Energy debt soars 57% in 12 months

Households’ combined energy debt has soared again in figures released by Ofgem.

The total energy debt (which is 91 days or more overdue) had risen to £3.3bn by end Q1 2024.

The figure is up from £3.1bn at end Q4 2023 and up 57% (from £2.2bn) at the same point in 2023.

The End Fuel Poverty Coalition previously revealed that one in five (18%) of households in energy debt are turning to illegal money lenders to pay for their bills and everyday essentials.

For many in energy debt, energy firms will suggest moving to a prepayment meter (PPM), which enables customers to pay off their debt every time they top up their meter.

But Warm This Winter research indicates that the suffering of households in debt on prepayment meters is even worse than for those on direct debit. The numbers turning to illegal money lending are also significantly higher for PPM customers (36% PPM / 13% DD).

A spokesperson for the End Fuel Poverty Coalition commented:

“Millions of households have fallen into energy debt due to the record high prices.
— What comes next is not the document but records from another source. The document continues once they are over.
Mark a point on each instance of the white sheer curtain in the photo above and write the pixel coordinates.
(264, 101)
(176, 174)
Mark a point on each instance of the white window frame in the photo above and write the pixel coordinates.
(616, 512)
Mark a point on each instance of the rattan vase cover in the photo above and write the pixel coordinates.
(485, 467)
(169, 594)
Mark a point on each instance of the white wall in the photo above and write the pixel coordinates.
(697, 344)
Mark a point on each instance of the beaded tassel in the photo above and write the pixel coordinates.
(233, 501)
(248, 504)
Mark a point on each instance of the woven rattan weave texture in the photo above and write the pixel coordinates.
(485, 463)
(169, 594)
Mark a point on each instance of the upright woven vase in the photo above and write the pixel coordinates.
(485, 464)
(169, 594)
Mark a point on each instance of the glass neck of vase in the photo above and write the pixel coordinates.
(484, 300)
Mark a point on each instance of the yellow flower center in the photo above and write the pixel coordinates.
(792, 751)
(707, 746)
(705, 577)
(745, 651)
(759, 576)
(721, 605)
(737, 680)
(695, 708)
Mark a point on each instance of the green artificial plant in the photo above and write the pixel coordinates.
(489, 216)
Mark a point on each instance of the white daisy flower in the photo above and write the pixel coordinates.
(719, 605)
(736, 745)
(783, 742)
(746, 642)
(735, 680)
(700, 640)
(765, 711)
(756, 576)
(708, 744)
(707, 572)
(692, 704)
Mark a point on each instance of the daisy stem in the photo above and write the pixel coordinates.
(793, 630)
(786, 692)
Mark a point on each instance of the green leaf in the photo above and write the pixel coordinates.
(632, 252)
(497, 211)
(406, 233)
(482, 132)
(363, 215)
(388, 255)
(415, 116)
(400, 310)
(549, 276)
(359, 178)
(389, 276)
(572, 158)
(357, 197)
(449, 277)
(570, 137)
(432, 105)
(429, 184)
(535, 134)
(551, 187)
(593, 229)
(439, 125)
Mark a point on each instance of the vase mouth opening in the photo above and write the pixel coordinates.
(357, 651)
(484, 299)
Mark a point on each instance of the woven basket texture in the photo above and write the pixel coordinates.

“The next Government must now make tackling energy debt a priority. It should do this by introducing a universal, consistent, nationwide, debt matching programme. This could be funded in part by the £1.3bn customers are paying through bills for energy debt costs this year.

“The average household has had to find £2,500 in the last few years just to keep their energy usage where it was. When combined with the ongoing cost of living crisis, this is a figure well beyond people’s means and it is no wonder that people are now getting deeper into debt.

“While the energy industry has pocketed the profits, struggling families have been abandoned with many turning to illegal money lenders.”

Experts have also recommended a ban on energy firms from selling on debt to debt collectors, better regulation of energy debt with energy debt and debt collection agencies used by energy firms to be subject to Financial Conduct Authority rules and more training for energy firms’ staff in recognising illegal money lending.

Steve Vaid, chief executive of the Money Advice Trust, the charity that runs National Debtline said:

“The fall in the Price Cap will alleviate some of the pressure many households are under, but many more will continue to struggle as energy bills remain high.

“As millions of people worry about keeping up with their energy payments, arrears levels have continued to increase and many have been left with unaffordable debts as a result.

“What we need to see from the next Government is urgent action through a Help to Repay scheme to help people trapped in energy debt access a safe route out.

“Anyone struggling with their energy bills, or worried about their finances, should contact National Debtline as soon as possible – our advisers are here to help.”